T&T’s services sector second to oil and gas
Published: Friday, November 8, 2013
Raphael John-Lall

T&T’s services sector is increasingly making a contribution to the economy, Trade Minister Vasant Bharath said yesterday.

“The services sector is growing worldwide and also in T&T. We tend to think of ourselves as oil and gas but if we were to look at disaggregating our revenues, services actually constitute a significant part of the economy. In fact it is second to oil and gas in T&T. It is an important part of developing revenue streams,” he said in his address at the T&T Coalition of Services Industries (TTCSI) seminar, Going Global, Structuring Your Winning Pitch For Growth, at the Trinidad Hilton and Conference Centre.

Bharath said the Government is looking for foreign markets for entrepreneurs in different types of services. “More and more, as we build bilateral agreements we are building service components into them. A good example is the signing of the Economic Partnership Agreement (EPA) with the European Union (EU) which allows providers from T&T access to 500 million people across the EU markets,” he said.

Bharath said T&T is moving away from signing agreements with countries that are not beneficial:
“We are now signing services agreements that we actually want to trade with.
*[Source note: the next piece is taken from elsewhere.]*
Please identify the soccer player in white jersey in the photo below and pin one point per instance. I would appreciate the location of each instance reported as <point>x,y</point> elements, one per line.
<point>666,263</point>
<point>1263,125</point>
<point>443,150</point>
One of the things we are doing now is in collaboration with the private sector we are looking at which markets we have agreements with, because in the past we have bilaterals with countries we did not really want to trade with and those agreements are a waste of time.” The minister said attracting Foreign Direct Investment (FDI) to T&T is not easy because of the competitive nature of the global economy.

“It is difficult today to attract the investment dollar, particularly after 2008. The absolute necessity when you have a product or service is that you have got to create a uniqueness about it that will attract the investor you want to sell to,” he said. “Investors and consumers, because of choice of country or product, have become far more judicious in the last two or three years.”

Bharath advised businesses to know what their competition is like when they begin exporting. “You cannot go out there and you have no idea what your competition is like because they may have gone way past you as you have products or services that are either outdated or substandard,” he said.